Тихо тикали часы на руке. Гера скреблась о ножку стула — чесала когти. А Джулия оригинальным образом уничтожала соперницу. И вряд ли можно было придумать более эффектное убийство!

„Единственная большая мизансцена Эвис была во втором акте. Кроме нее, в ней участвовала Джулия, и Майкл поставил сцену так, что все внимание зрителей должно было сосредоточиться на девушке. Это соответствовало и намерению драматурга. Джулия, как всегда, следовала на репетициях всем указаниям Майкла. Чтобы оттенить цвет глаз и подчеркнуть белокурые волосы Эвис, они одели ее в бледно-голубое платье. Для контраста Джулия выбрала себе желтое платье подходящего оттенка. В нем она и выступала на генеральной репетиции. Но одновременно с желтым Джулия заказала себе другое, из сверкающей серебряной парчи, и, к удивлению Майкла и ужасу Эвис, в нем она появилась на премьере во втором акте. Его блеск и то, как оно отражало свет, отвлекало внимание зрителей.
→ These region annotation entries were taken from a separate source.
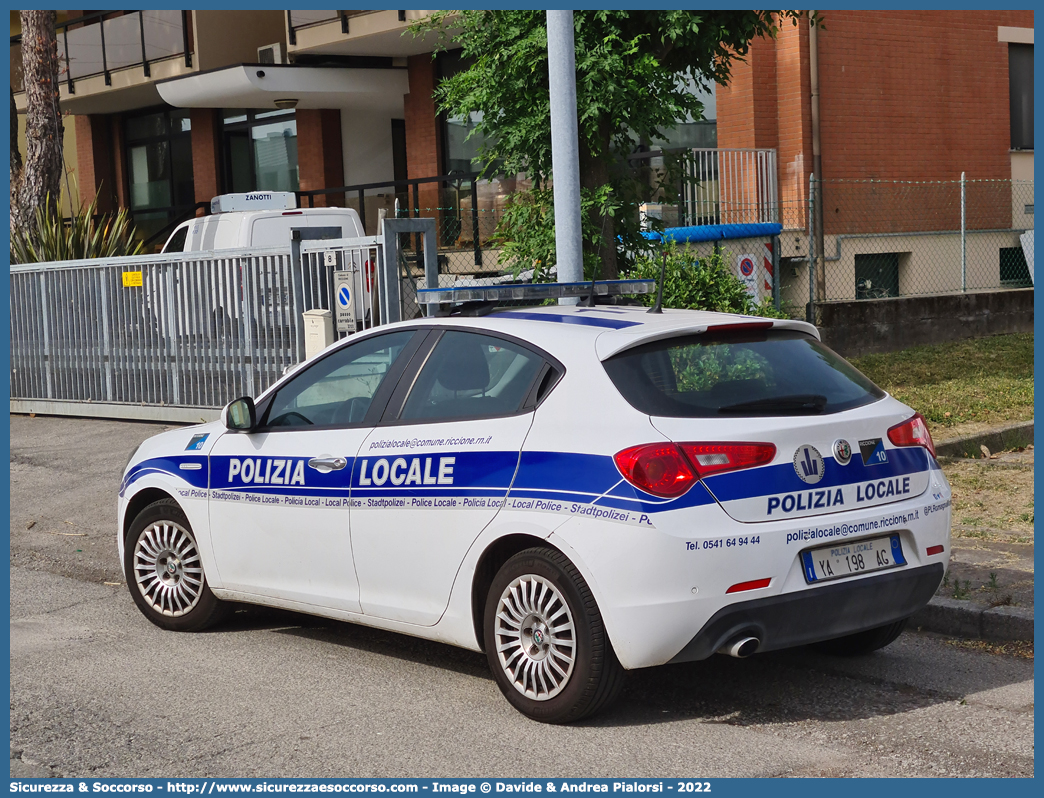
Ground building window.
[221,109,300,193]
[1007,44,1034,149]
[123,109,195,238]
[855,252,899,299]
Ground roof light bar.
[417,280,656,305]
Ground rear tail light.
[888,413,935,457]
[614,443,776,498]
[613,443,696,498]
[680,443,776,478]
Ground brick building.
[11,5,1033,294]
[717,10,1034,299]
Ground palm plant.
[10,195,143,263]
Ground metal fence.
[10,218,436,421]
[797,180,1034,315]
[10,242,394,421]
[627,148,781,228]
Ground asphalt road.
[10,417,1034,777]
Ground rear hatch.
[604,328,930,522]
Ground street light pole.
[547,11,584,304]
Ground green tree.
[10,10,65,246]
[414,10,816,278]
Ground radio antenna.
[645,242,667,313]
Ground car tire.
[815,618,909,657]
[123,498,230,632]
[483,547,624,724]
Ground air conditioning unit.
[258,42,283,64]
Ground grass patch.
[852,332,1034,427]
[944,639,1034,659]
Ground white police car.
[118,306,950,723]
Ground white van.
[162,191,364,252]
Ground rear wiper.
[718,394,827,414]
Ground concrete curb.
[910,595,1034,642]
[935,421,1034,457]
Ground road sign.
[333,272,355,332]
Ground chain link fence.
[780,180,1034,311]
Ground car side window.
[262,330,414,427]
[399,330,544,421]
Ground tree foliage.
[414,10,803,277]
[633,241,787,319]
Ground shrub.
[10,197,143,263]
[631,241,788,319]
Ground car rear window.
[602,329,884,418]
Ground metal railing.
[9,218,437,421]
[296,172,493,266]
[286,8,406,45]
[10,248,304,407]
[10,9,192,94]
[627,148,781,227]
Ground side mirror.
[221,396,258,432]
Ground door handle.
[308,456,348,474]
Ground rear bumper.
[670,563,944,662]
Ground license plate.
[801,535,906,584]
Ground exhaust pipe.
[718,637,761,659]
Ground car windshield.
[602,330,884,418]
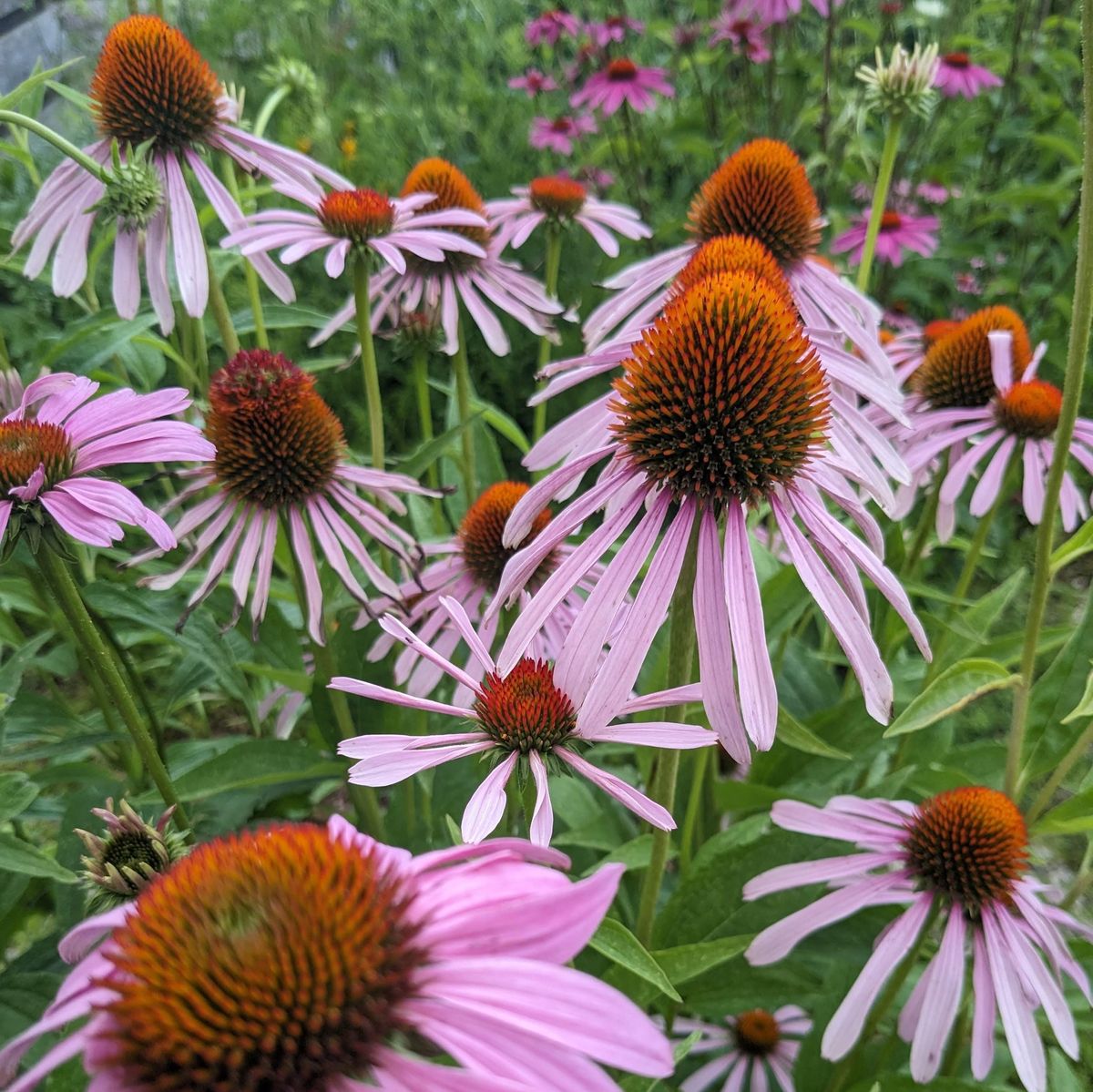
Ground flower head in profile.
[12,15,348,333]
[672,1005,812,1092]
[0,818,672,1092]
[330,598,717,845]
[0,372,214,550]
[135,349,425,643]
[312,158,562,356]
[934,53,1002,98]
[569,56,676,117]
[487,270,928,762]
[486,175,652,258]
[858,42,938,117]
[744,787,1093,1092]
[831,209,940,266]
[528,114,596,155]
[220,182,486,284]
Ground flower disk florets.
[319,189,394,246]
[475,656,577,754]
[91,15,220,148]
[612,273,830,507]
[995,379,1062,439]
[690,138,820,264]
[457,482,550,590]
[206,349,344,508]
[94,825,422,1092]
[911,307,1032,409]
[904,786,1028,915]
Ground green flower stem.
[0,110,109,182]
[1006,0,1093,797]
[353,253,384,470]
[206,246,240,360]
[531,220,562,444]
[452,319,477,505]
[1026,720,1093,825]
[635,526,700,948]
[858,115,903,291]
[37,546,190,829]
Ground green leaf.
[777,705,851,762]
[588,917,683,1001]
[0,834,77,883]
[884,659,1018,739]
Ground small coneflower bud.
[612,272,830,507]
[457,482,553,589]
[76,799,186,913]
[911,306,1032,409]
[905,786,1028,913]
[857,42,938,117]
[91,15,222,148]
[690,138,820,264]
[206,349,344,508]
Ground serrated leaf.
[884,659,1018,739]
[588,917,683,1001]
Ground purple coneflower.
[330,594,717,845]
[311,158,562,356]
[569,56,676,116]
[485,176,652,258]
[0,818,672,1092]
[135,349,426,643]
[672,1005,812,1092]
[744,787,1093,1092]
[831,209,940,266]
[0,372,214,550]
[490,272,928,760]
[529,114,596,155]
[12,15,349,333]
[934,54,1002,98]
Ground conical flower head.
[206,349,344,508]
[690,138,820,264]
[911,306,1032,409]
[97,825,422,1092]
[611,273,829,507]
[91,15,222,148]
[906,786,1028,913]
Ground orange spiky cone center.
[690,138,820,266]
[97,824,424,1092]
[91,15,220,148]
[206,349,344,508]
[611,273,830,508]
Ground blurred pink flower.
[934,54,1002,98]
[569,56,676,116]
[530,114,596,155]
[831,209,940,266]
[524,7,580,46]
[508,67,557,98]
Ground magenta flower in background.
[0,372,215,550]
[12,15,349,333]
[524,7,580,46]
[831,209,941,266]
[220,182,486,284]
[586,15,645,49]
[672,1005,812,1092]
[132,349,427,644]
[934,53,1002,98]
[508,67,557,98]
[485,176,652,258]
[330,598,717,846]
[569,56,676,116]
[744,787,1093,1092]
[530,114,596,155]
[0,817,672,1092]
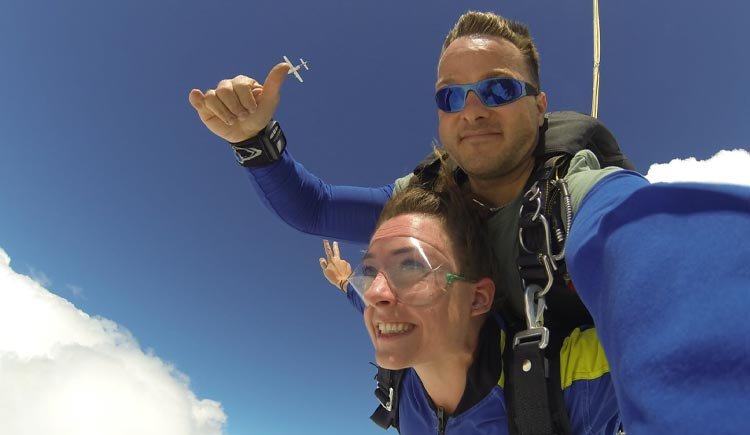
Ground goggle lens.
[435,77,539,113]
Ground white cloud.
[646,149,750,186]
[65,284,86,299]
[0,248,226,435]
[29,266,52,287]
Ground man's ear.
[471,278,495,316]
[536,92,547,127]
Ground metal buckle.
[513,326,549,349]
[513,284,549,349]
[375,384,393,412]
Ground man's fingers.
[263,63,289,104]
[323,240,333,260]
[232,76,263,113]
[203,89,237,125]
[188,89,215,121]
[216,80,249,118]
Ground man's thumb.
[263,63,289,100]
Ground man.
[190,12,624,433]
[336,174,620,435]
[190,12,624,326]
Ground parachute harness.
[507,155,572,435]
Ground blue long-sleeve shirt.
[567,171,750,435]
[248,150,394,243]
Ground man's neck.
[468,158,534,208]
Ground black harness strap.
[370,366,404,430]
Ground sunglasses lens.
[435,86,466,112]
[477,79,523,107]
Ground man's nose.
[461,91,489,121]
[364,272,396,307]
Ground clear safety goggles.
[435,77,539,113]
[349,237,468,306]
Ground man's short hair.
[441,11,541,89]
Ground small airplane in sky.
[284,56,310,83]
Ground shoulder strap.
[503,324,573,435]
[537,111,635,170]
[370,364,405,430]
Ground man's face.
[364,214,472,369]
[435,36,547,180]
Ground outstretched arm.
[567,171,750,434]
[189,63,393,242]
[248,151,393,243]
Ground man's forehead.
[437,35,528,87]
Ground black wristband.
[229,119,286,168]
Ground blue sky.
[0,0,750,435]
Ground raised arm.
[189,63,393,242]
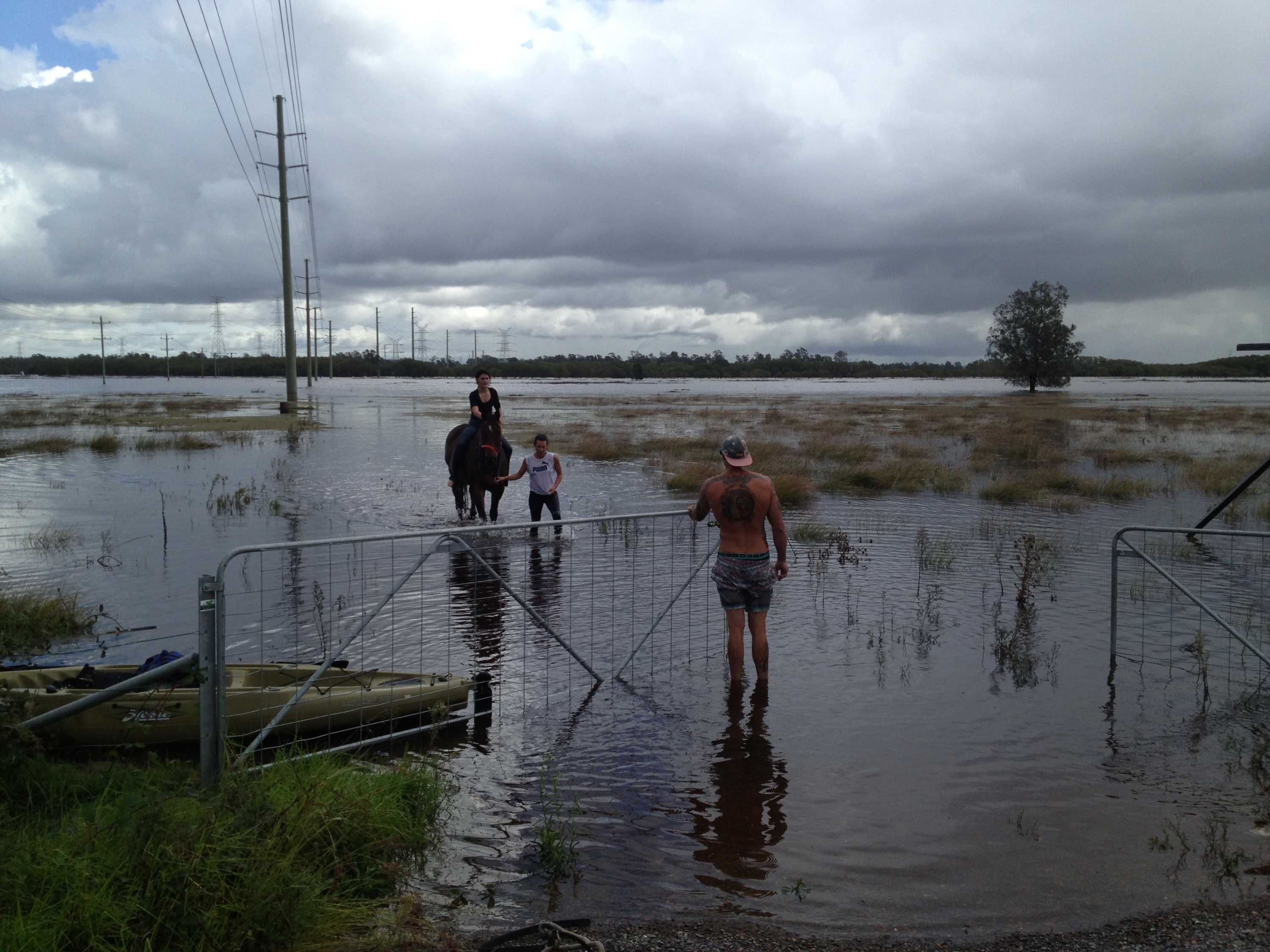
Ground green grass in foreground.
[0,755,448,952]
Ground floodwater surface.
[0,378,1270,937]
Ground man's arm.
[688,480,711,522]
[767,486,790,579]
[494,459,530,482]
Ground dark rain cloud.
[0,0,1270,359]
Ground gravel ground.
[474,899,1270,952]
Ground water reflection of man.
[690,682,789,896]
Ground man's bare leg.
[724,608,745,684]
[747,612,767,684]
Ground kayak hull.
[0,664,472,746]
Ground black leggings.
[530,490,560,536]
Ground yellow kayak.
[0,664,472,746]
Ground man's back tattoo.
[719,486,754,522]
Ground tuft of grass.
[533,754,582,880]
[0,589,95,659]
[88,433,123,453]
[665,463,719,493]
[1181,453,1264,496]
[22,524,80,555]
[0,755,450,949]
[171,433,216,451]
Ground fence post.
[198,575,225,787]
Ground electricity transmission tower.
[212,297,225,377]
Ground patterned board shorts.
[710,552,776,612]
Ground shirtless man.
[688,437,790,684]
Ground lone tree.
[988,281,1085,393]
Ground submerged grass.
[1181,453,1264,496]
[820,458,968,493]
[0,437,75,457]
[0,589,94,659]
[979,471,1156,512]
[0,755,448,952]
[88,433,123,453]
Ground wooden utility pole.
[97,315,105,387]
[305,258,314,387]
[273,95,300,413]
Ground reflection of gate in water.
[1107,526,1270,707]
[199,509,724,781]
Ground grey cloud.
[0,1,1270,358]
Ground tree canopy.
[987,281,1085,392]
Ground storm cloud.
[0,0,1270,360]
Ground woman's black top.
[467,387,502,420]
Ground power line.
[177,0,282,274]
[206,0,277,272]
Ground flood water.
[0,378,1270,937]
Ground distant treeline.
[0,348,1270,380]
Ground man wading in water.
[688,437,790,684]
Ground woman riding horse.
[450,369,512,487]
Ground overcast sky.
[0,0,1270,360]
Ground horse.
[446,420,512,522]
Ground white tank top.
[525,452,555,496]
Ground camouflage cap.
[719,433,754,466]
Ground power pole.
[97,315,114,387]
[305,258,314,387]
[255,95,300,413]
[212,297,225,377]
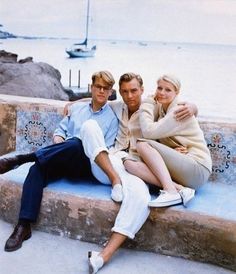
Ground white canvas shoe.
[111,184,123,202]
[88,251,104,274]
[148,190,182,207]
[179,187,195,206]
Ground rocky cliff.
[0,50,68,100]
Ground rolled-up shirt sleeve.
[105,117,119,148]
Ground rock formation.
[0,50,68,100]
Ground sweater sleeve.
[140,98,196,140]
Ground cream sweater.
[139,96,212,172]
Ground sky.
[0,0,236,45]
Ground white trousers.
[80,120,151,239]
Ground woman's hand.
[174,146,188,154]
[174,102,198,121]
[53,135,65,144]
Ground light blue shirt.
[54,102,118,148]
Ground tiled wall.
[0,95,236,185]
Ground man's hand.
[63,102,74,116]
[53,135,65,144]
[174,146,188,154]
[174,102,198,121]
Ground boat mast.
[85,0,90,47]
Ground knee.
[136,141,150,153]
[123,160,135,172]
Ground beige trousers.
[140,139,210,189]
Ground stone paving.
[0,219,235,274]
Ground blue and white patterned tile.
[16,110,62,152]
[204,126,236,185]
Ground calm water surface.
[0,39,236,120]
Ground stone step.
[0,164,236,271]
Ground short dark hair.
[119,72,143,87]
[92,70,115,87]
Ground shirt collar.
[89,100,108,113]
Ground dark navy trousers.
[19,138,92,222]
Голубое платье Эвис выглядело рядом с ним линялой тряпкой. Когда они подошли к главной мизансцене, Джулия вынула откуда-то — как фокусник вынимает из шляпы кролика — большой платок из пунцового шифона и стала им играть. Она помахивала им, она расправляла его у себя на коленях, словно хотела получше рассмотреть, сворачивала его жгутом, вытирала им лоб, изящно сморкалась в него. Зрители, как завороженные, не могли оторвать глаз от красного лоскута. Джулия уходила в глубину сцены, так что, отвечая на ее реплики, Эвис приходилось обращаться к залу спиной, а когда они сидели вместе на диване, взяла девушку за руку, словно бы повинуясь внутреннему порыву, совершенно естественным, как казалось зрителям, движением и, откинувшись назад, вынудила Эвис повернуться в профиль к публике. Джулия отобрала у Эвис мизансцену и сыграла ее с поразительной виртуозностью. Но ее последний удар был случаен. Эвис должна была произнести длинную речь, и Джулия нервно скомкала свой платочек; этот жест почти автоматически повлек за собой соответствующее выражение: она поглядела на Эвис встревоженными глазами, и две тяжелые слезы покатились по ее щекам. Вы чувствовали, что она сгорает со стыда за ветреную девицу, вы видели ее боль из-за того, что все ее скромные идеалы, ее жажда честной, добродетельной жизни осмеиваются так жестоко. Весь эпизод продолжался не более минуты, но за эту минуту Джулия сумела при помощи слез и муки, написанной на лице, показать все горести жалкой женской доли. С Эвис было покончено навсегда“.

„Ну вот, моя радость и просыпается… Какой он трогательный! Маленький заспанный крысенок“. — Насте непреодолимо захотелось чмокнуть Ростислава в умный, как он считает, лоб.

Что она и сделала, окончательно его разбудив.

— Катя, — пролепетал он со сна.

— Какая еще Катя? — целовать еще раз явно расхотелось.

— Ой, Настя… Это я так, снилось что-то.

Настраиваясь на серьезный разговор, она решила не завязывать банального скандала, который, как показывал опыт, помогает лишь „выпустить пары“, но никогда не решает ни одной проблемы.

— Тебе нехорошо? — она заметила, что он бледен.

— Принеси мне воды, если можешь… Пожалуйста.

Настя пошла на кухню с маленьким кувшином, по дороге вспоминая царскосельскую деву, воспетую Пушкиным.

Огромная кастрюля, исходя из степени закопченности — монгольская, то есть принадлежащая монголам, кипела, распространяя запах разварившегося мяса. Насте сразу же стало дурно, и целый кувшинчик ледяной воды попал к ней в желудок.